Finding My Grandfather, and Myself, on the Battlefields of the Spanish Civil War
He joined the Abraham Lincoln Brigade in 1936, as a Jewish teenager from Brooklyn. This year, I retraced his steps.
No place is holy by itself, I realized. Battlefields like Gettysburg only feel like hallowed ground because we’ve given them markers and names. Near the river Jarama, there was nothing but what I’d brought and learned.
Before I left I took leaves from the olive trees, for a keepsake. During our drive back we stopped at a huge metal sculpture of clasped hands, strapped with wilted flowers and circled beneath by wartime tunnels. A monument to the international brigades, it reminded me of the goodbye Dolores Ibarruri, the Republican Pasionaria, gave to the foreigners as the republic crumbled in 1938: “You can go proudly. You are history. You are legend.” (Others didn’t remember the Internationals so kindly, and some websites to this day claim that the Internationals were murderous revolutionaries.)
Our tour ended in a museum back in the tiny town. The proprietor welcomed us in the front hall, next to a huge sculpture of a man smelted from battlefield scrap. Photos lined the walls, bullets in dusty glass cases, guns and bayonets, all collected by this old man, grinning and posing for a photo with his metal soldier. Like the others I met, he was a keeper of memories.
I ended my time in Madrid with Almudena and her boyfriend. We toured the University district, where spiders live in scores of machine-gun bullet holes. We saw spray-painted hammer-and-sickles, and they showed me the secret markings of the fascists, the engraved honorifics for Franco, and a monument to the International Brigades that may be torn down. We parted ways near the edge of the city center, at a small plaza overlooking Franco’s faux-Roman victory arch. Everything was gray, the sky especially.

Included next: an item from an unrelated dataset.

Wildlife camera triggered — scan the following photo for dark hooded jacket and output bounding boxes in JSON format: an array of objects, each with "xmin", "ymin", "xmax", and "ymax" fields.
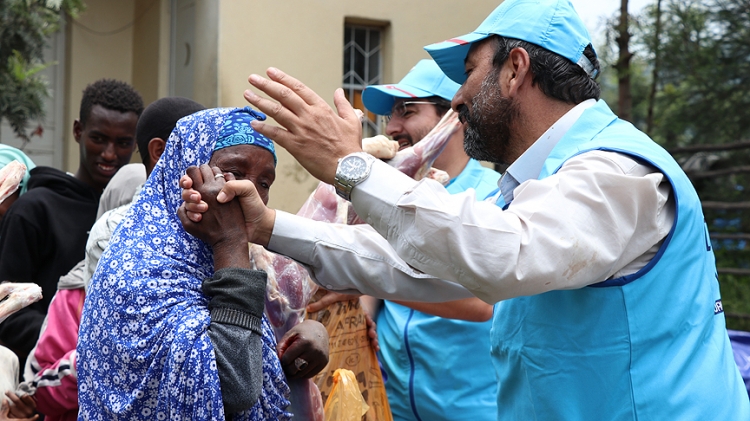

Almudena told me there were old fascist bunkers in the park just beyond the arch. One more stop for a tourist, I thought. The two of them made closed-fist salutes as they walked away. “Don’t forget your grandfather,” Almudena told me.
Alone again, I felt like I’d just washed ashore. I scribbled as fast as I could in my journal. I wondered what my grandfather would have thought of all this, the political currents that picked him up still circulating around. He was only in Spain for six months, while, I’m told, most of the Lincolns stayed through the conflict or died in Spain. Our family story says that David’s mother somehow convinced the communists to bring him home once the first fighting was done. Still, even after my grandfather’s death, his friend for years would bring my father—David’s son—to the Lincoln veterans’ meetings. The Lincolns themselves would remain a politically active organization for decades, at times blacklisted and at times honored.
My mother found a picture of my grandfather just before I went to Spain. He poses in perfect focus, tall in a baggy suit, tie clipped and tucked into his shirt. There are hundreds of people milling around in the plaza that drops out behind him, and a man in profile just to his right. He’s the only person whose face isn’t blurred or obscured. His hair’s combed straight up, and he has his children’s eyes. Far behind him, there’s a dominating statue of a man and woman lifting their hands together.
It was the 1937 World’s Fair in Paris, I later learned. He was standing before the Soviet pavilion, just across an avenue from the Nazis’ huge, symbolic gate. He would have stopped there on his way home from Spain that June, before he took the steamer from Le Havre back to New York. His face in the image doesn’t say much to me—he’s proud, maybe hardened, maybe cynical, standing in the city the Nazis would take three years later, at the seam where the world was coming apart. It may have been the first clear image I ever saw of him.
A few years later David Dombroff would change his name to Richard Kenney. We don’t know why. Doesn’t that speak to the confusion in our line? Our identity itself shifted, perhaps to escape the communist witch hunt that began even before WWII. Although they celebrated Jewish holidays, he and my grandmother didn’t take my father to regular services, nor did they make him a bar mitzvah—though anti-Semitism in a rough neighborhood may have discouraged them.
From what I know, my grandfather was an impassioned young man, or zealous. He came from a different time, when the stakes were higher and perhaps the dividing lines were bolder. He’d go on to serve on a WWII bomber in the Pacific, the sole survivor of a terrible crash. As he recovered, he complained in a letter about others’ passive stance toward the war, and he boasted of the Japanese Zeros his plane shot down. Grandma, though, says he cooled after the wars. He collected coins and fathered three boys in his last decade, before he died late in the 1950s.
Unless we uncover some trove of letters, I’ll never understand exactly why David Dombroff volunteered for another people’s war. I won’t know what role his religion played, and I won’t draw any conclusions about what parts of his spirit may have passed down the line. But I at least felt more rooted as I wandered the Spanish coast at the end of my trip, hoping that for a day I had seen what he saw.